Autunno 1995. È quasi l’alba in un’anonima cittadina statunitense. Andrew B. Crook si ritrova in un vicolo. È seduto su un marciapiede ed è ridotto piuttosto male. Sangue ovunque, naso ridotto a un ammasso di carne e un lancinante rimbombo nel cranio che gli fa desiderare semplicemente di morire seduta stante. Tutto questo subito dopo avere compiuto una strage in un piccolo magazzino industriale che si trova proprio alle sue spalle. Improvvisamente l’uomo sente due voci provenire dal fondo del vicolo e, contemporaneamente, una forte zaffata di alcool. Due barboni, Zack e Harry. I due non sanno neppure che rischio stanno correndo avvicinandosi ad Andrew. Chiedono se va tutto bene e nel frattempo scorgono che cosa è successo nel magazzino. Un vero e proprio massacro. A questo punto la paura è tanta ma la curiosità ancora di più. Si offrono, quindi, di aiutare l’uomo e accompagnarlo in una vicina bettola per camionisti per darsi una sistemata, ignorando di poter essere eliminati da un momento all’altro. Davanti a una birra gelata, Andrew chiede ai due senzatetto se sappiano chi sia il terribile ABC, il pazzo, il demonio, il ricercato. Allo sgomento dei due, Crook risponde, dopo una sorsata ghiacciata, che lui è molto peggio di come i media lo descrivono e inizia così a raccontare come abbia avuto inizio la leggenda di ABC, a partire dal marzo del 1980, quando aveva solo quattordici anni…

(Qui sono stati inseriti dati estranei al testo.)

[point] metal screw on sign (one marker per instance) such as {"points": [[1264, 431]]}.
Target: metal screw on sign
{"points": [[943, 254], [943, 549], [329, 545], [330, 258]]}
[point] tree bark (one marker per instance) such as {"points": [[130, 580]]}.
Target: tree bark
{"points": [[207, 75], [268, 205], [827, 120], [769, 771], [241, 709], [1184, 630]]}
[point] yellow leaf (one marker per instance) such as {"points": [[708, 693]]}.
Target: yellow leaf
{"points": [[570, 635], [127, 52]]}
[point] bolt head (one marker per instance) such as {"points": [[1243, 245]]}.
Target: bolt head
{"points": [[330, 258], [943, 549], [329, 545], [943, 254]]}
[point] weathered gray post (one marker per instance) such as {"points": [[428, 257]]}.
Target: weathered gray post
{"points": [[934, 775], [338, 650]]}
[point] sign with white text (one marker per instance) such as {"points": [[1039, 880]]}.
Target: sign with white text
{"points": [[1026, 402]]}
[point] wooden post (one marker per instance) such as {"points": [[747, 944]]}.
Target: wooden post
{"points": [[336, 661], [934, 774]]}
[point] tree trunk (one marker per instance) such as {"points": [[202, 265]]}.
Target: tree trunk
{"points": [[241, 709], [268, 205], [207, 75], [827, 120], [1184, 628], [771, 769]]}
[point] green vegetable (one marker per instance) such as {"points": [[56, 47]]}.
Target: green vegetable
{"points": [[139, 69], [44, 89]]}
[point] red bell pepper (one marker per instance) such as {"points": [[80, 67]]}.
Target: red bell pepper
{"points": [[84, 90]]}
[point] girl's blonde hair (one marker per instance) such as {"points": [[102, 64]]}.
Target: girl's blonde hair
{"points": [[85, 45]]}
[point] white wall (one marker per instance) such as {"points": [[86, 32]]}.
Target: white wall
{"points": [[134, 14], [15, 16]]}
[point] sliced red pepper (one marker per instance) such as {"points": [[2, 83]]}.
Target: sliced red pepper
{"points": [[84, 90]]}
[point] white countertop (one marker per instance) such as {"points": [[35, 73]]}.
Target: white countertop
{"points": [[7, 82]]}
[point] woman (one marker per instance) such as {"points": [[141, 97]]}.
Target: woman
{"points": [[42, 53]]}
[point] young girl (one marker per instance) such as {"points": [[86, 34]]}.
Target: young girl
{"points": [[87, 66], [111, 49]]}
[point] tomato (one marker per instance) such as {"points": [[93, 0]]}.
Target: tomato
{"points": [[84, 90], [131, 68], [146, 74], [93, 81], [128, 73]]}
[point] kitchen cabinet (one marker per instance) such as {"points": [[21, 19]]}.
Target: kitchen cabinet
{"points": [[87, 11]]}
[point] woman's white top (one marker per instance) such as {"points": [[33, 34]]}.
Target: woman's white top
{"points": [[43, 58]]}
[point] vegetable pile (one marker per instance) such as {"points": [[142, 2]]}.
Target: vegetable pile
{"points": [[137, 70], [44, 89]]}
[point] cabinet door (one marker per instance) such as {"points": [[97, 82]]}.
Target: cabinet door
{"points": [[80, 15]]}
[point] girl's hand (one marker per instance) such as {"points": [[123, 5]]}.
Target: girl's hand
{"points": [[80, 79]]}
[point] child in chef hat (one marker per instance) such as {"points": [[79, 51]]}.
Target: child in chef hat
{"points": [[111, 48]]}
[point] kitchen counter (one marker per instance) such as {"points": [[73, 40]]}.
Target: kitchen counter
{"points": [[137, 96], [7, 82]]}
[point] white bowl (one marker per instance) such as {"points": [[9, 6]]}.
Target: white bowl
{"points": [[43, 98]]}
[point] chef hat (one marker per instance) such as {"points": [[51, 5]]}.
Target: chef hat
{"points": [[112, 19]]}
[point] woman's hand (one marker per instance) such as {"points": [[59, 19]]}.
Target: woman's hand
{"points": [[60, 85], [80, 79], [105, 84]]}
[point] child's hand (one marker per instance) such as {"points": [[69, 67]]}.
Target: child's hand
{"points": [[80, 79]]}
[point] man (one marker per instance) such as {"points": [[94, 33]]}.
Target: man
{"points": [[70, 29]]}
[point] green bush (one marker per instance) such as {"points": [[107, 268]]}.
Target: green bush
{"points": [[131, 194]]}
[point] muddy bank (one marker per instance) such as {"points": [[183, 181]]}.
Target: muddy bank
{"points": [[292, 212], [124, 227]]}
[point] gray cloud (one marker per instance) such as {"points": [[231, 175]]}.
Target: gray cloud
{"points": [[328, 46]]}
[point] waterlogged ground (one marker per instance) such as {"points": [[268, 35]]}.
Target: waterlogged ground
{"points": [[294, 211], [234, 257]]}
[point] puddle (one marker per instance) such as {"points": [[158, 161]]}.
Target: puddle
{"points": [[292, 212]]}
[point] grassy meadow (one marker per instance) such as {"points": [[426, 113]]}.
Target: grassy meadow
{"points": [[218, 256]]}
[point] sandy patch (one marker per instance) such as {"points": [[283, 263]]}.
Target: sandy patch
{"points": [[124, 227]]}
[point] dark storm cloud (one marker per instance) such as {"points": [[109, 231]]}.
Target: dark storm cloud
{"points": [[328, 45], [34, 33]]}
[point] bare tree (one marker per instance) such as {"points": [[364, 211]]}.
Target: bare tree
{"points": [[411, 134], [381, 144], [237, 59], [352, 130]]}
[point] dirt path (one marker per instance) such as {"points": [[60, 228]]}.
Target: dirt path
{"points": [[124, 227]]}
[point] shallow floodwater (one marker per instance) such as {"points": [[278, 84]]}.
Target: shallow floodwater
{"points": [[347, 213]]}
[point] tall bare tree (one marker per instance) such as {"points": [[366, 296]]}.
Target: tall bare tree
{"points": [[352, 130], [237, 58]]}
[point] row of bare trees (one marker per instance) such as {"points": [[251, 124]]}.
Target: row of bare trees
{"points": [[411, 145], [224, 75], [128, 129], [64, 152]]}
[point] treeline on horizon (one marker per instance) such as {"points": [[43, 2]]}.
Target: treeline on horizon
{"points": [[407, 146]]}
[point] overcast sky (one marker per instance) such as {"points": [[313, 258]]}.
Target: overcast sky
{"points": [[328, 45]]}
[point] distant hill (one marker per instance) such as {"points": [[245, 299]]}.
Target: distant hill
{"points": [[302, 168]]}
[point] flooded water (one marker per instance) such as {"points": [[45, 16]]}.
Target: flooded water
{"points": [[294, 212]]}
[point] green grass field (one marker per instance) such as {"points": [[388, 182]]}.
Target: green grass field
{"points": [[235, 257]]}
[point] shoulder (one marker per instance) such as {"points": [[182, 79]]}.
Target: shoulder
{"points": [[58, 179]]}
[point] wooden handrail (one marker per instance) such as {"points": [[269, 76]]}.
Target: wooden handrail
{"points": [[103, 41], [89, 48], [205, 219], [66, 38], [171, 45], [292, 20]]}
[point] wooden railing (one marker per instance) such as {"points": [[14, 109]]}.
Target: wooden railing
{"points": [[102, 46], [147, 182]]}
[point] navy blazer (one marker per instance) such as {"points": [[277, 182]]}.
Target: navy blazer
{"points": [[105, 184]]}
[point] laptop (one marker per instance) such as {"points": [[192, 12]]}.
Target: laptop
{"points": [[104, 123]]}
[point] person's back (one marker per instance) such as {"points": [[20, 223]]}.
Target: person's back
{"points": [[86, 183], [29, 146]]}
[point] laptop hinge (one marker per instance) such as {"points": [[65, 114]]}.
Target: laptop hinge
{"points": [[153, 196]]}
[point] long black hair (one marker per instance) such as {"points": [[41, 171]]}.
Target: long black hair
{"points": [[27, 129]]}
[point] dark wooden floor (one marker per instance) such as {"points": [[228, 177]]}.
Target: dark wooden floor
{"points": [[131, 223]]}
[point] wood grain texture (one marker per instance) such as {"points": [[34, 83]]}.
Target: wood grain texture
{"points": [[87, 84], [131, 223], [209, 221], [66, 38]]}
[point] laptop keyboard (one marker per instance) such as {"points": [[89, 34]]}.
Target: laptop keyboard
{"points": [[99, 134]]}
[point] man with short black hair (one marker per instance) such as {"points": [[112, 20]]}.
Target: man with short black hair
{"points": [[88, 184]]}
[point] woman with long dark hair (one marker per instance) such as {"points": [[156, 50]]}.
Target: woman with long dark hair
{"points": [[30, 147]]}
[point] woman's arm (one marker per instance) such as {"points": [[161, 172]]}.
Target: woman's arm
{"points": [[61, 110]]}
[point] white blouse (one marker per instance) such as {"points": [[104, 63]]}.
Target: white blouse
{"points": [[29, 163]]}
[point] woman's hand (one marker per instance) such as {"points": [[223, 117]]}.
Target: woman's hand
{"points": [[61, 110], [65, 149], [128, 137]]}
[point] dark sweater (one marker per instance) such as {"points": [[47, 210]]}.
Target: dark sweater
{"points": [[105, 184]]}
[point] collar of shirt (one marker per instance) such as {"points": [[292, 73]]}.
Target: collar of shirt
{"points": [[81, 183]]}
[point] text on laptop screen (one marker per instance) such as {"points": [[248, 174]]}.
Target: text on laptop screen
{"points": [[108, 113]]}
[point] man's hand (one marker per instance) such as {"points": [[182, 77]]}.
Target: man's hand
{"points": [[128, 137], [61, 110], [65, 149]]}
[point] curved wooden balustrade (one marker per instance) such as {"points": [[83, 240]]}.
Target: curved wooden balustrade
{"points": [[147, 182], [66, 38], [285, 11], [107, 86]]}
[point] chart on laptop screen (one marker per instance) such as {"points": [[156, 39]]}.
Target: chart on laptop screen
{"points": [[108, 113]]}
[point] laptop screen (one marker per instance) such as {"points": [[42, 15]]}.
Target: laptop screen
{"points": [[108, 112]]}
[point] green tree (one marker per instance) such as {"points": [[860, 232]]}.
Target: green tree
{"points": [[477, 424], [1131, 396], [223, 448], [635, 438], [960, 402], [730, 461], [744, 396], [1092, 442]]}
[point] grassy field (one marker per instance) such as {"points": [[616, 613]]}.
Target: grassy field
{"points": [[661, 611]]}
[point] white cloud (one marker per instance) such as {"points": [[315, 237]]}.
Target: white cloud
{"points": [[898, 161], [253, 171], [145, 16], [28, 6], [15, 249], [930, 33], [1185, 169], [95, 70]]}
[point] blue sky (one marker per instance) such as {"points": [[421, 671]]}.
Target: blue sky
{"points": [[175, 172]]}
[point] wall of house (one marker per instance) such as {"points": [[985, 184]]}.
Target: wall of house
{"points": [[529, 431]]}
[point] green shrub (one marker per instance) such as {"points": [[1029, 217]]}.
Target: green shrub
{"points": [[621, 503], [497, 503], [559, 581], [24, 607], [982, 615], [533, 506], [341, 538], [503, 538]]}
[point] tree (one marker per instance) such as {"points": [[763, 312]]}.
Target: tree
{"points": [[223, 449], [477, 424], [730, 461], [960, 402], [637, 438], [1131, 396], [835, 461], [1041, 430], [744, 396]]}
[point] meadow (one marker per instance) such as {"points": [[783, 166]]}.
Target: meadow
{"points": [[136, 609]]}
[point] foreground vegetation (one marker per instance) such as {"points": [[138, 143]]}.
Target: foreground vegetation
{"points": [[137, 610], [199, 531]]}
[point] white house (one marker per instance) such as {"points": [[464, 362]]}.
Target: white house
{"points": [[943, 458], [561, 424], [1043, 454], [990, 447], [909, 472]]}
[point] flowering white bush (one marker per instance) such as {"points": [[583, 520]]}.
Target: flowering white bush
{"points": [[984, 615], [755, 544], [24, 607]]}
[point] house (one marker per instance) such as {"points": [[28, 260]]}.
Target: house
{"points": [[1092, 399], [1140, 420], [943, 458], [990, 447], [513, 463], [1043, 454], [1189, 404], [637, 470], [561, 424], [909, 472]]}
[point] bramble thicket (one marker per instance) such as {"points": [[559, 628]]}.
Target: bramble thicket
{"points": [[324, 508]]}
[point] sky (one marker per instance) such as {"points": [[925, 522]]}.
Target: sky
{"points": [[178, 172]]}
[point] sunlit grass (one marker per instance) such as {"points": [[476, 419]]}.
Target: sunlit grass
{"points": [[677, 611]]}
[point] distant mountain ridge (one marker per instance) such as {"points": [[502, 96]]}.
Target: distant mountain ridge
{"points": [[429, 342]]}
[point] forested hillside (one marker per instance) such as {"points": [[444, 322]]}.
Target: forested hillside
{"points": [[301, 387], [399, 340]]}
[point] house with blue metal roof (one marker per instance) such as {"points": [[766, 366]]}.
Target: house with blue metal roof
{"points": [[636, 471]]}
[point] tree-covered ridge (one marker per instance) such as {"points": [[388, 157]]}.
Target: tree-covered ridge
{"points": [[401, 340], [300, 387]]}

Ottimo esordio per Rino Tagliaferri con un romanzo noir dalle forti tinte action e dal protagonista molto carismatico, forse leggermente stereotipato, tipico esempio di eroe negativo che sa conquistare il lettore. Uno spietato criminale che racconta la sua vita in prima persona, dagli esordi delle prime rapine e dei piccoli ricatti fino al diventare il pericolo pubblico statunitense numero uno. Nel mezzo, una carriera criminale di tutto rispetto, sotto il comando del famigerato boss Vincent Pearl, che culmina nel peggiore dei modi, quando viene coinvolta la figlia del capo. Tagliaferri tratteggia molto bene l’abisso presente nell’anima di ABC, la sua totale assenza di empatia generata da tutto il male che ha visto e vissuto nel corso della sua vita, dalle botte ricevute dal patrigno fino ai vari tradimenti a cui ha assistito da parte della cognata nei confronti del fratello. Una figura con echi di somiglianza con il serial killer Richard Kuklinski. Il linguaggio utilizzato è sempre molto crudo e le scene al limite del pulp. Il protagonista rappresenta uno specchio in cui vedere riflessi i propri lati oscuri, odiandoli ma anche cercando di comprenderli, il tutto in un climax di azione che colpisce come uno schiaffo in pieno volto.